Consider some figures. Online retailing to consumers is already growing healthily, with analyst Boston Consulting predicting 1999 will be worth $36 billion (€33.8 billion) in sales, compared to $14.9 billion last year.

In contrast, business-to-business commerce was worth $43 billion last year, and is predicted to jump to $1.3 trillion by 2003, according to analyst Forrester Research. Business-to-business sales have been growing annually at 99 per cent and Forrester thinks just under 10 per cent of all business-to-business transactions will be conducted online by 2003.

While computers and electronics are predicted to be the leading industries for business-to-business sales by 2003, the next three in dollar value according to Forrester are motor vehicles, petrochemicals and utilities. But food and agriculture, shipping and warehousing, and the construction industries also figure, along with many others.

Not surprisingly, individual business-to-business sales are for fatter figures than business-to-consumer sales. At the moment about 50 per cent of business-to-business transactions are for amounts of around $1,000, according to ActivMedia. In contrast, a third of consumer transactions are for amounts less than $100.

While International Data Corporation suggests that business to consumer e-commerce will also reach about $1 trillion in value by 2003, keep in mind that business-to-business sales are only part of the business-to-business e-commerce picture.

Giga Information Group places the cost savings value of doing business online at $17.6 billion in 1998, to rise to $1.25 trillion - $600 billion for US companies alone - by 2002. According to a new Giga study, such cost savings give greater profit margins than online sales.

In addition, for many companies, especially those that feature many collaborative projects or that move projects through several development cycles within various departments, shifting a company's internal functions onto a Net-based system means huge efficiencies and greater clarity in operations.

Given that "documents" in a Web context doesn't mean just text but can include detailed graphic elements, or sound and video, the majority of company projects can be moved into easily-circulated electronic form.

So why do companies keep thinking in terms of an online shop directed at the consumer, when clearly the Internet offers businesses much more than this simple image of e-commerce?

Partly, it's the lack of sexiness in business-to-business e-commerce. Consumer retailers such as Amazon, e*Trade, Dell and eBay all are interesting stories because anyone can go to their sites and see what they do. They all are dealing in a tangible form of commerce that everyone understands. Click on a link, buy a book or a computer or a set of shares.
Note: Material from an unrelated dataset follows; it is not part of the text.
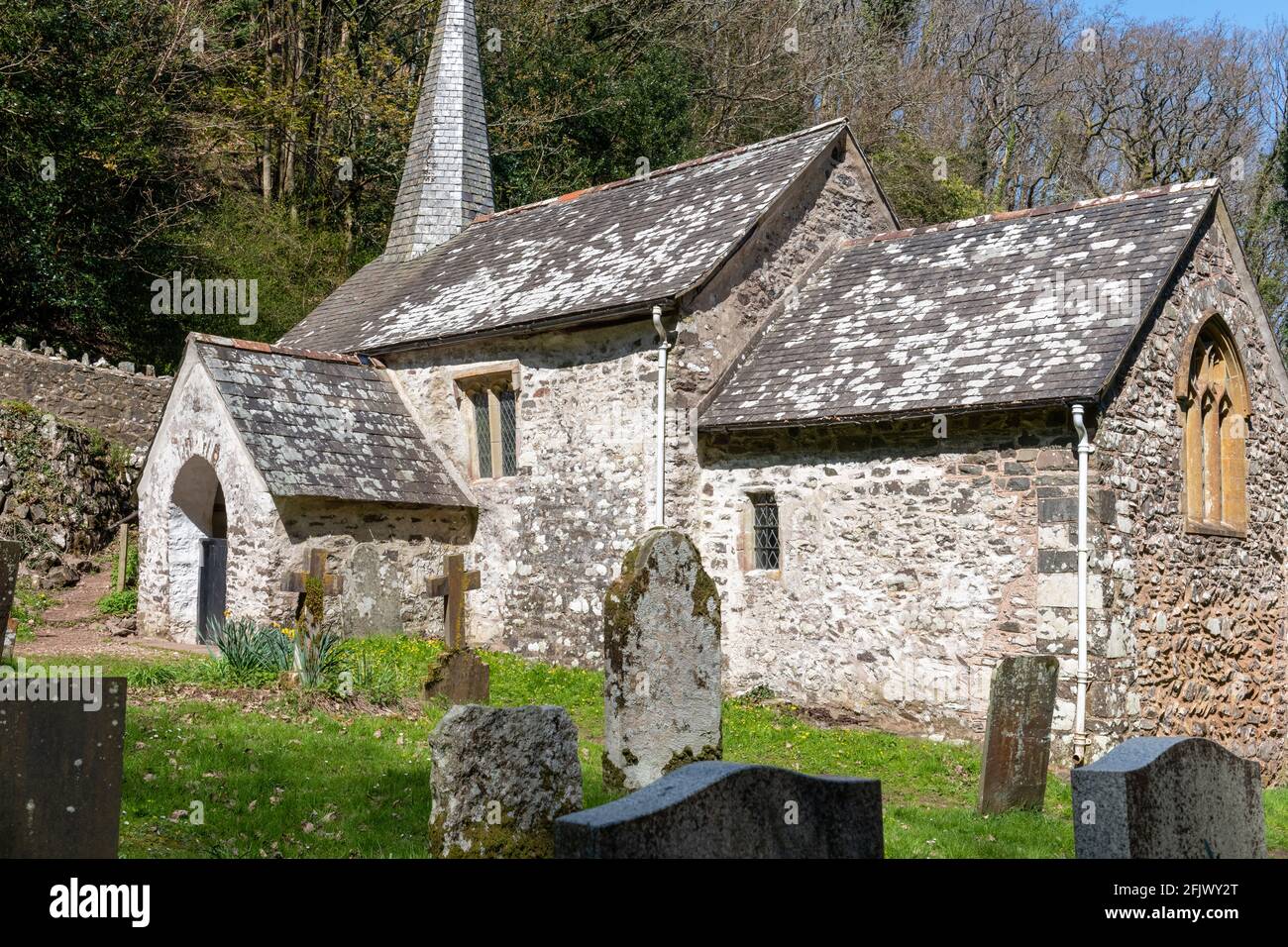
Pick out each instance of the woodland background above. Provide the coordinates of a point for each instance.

But businesses buying goods and services from each other are part of a more obscure world - even in the bricks rather than clicks realm - and hardly set the pulses racing. The back-end processes that animate a company's internal operations by transferring them to a Web environment also mostly fail to stir the blood.

Another difficulty is that many Web-design companies are geared towards creating basic websites. At best, they can add in some e-commerce functions in case a company wants to retail items over the Net. The vast majority do not have people who truly understand the nature of business operations and management, making it impossible for them to explain, much less create, proper Web-based working environments for companies.
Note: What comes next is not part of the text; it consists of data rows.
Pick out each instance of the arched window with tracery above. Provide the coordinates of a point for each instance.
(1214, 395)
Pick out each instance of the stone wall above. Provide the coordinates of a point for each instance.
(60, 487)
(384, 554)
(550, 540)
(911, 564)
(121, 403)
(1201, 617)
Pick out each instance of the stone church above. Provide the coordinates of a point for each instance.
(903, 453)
So, unless you know what you're looking for as a reader and can track down the relevant business-related news items (and can translate the techno-jargon), and unless you have the fortune of finding a Web company that is truly business-knowledgeable, you could easily have spent the past few years thinking e-commerce means books on the Net.

At the moment most businesses need to do some homework - and have courage - to explore other e-commerce options. That will undoubtedly change, but early explorers and adopters may find considerable competitive advantage later in making those moves now.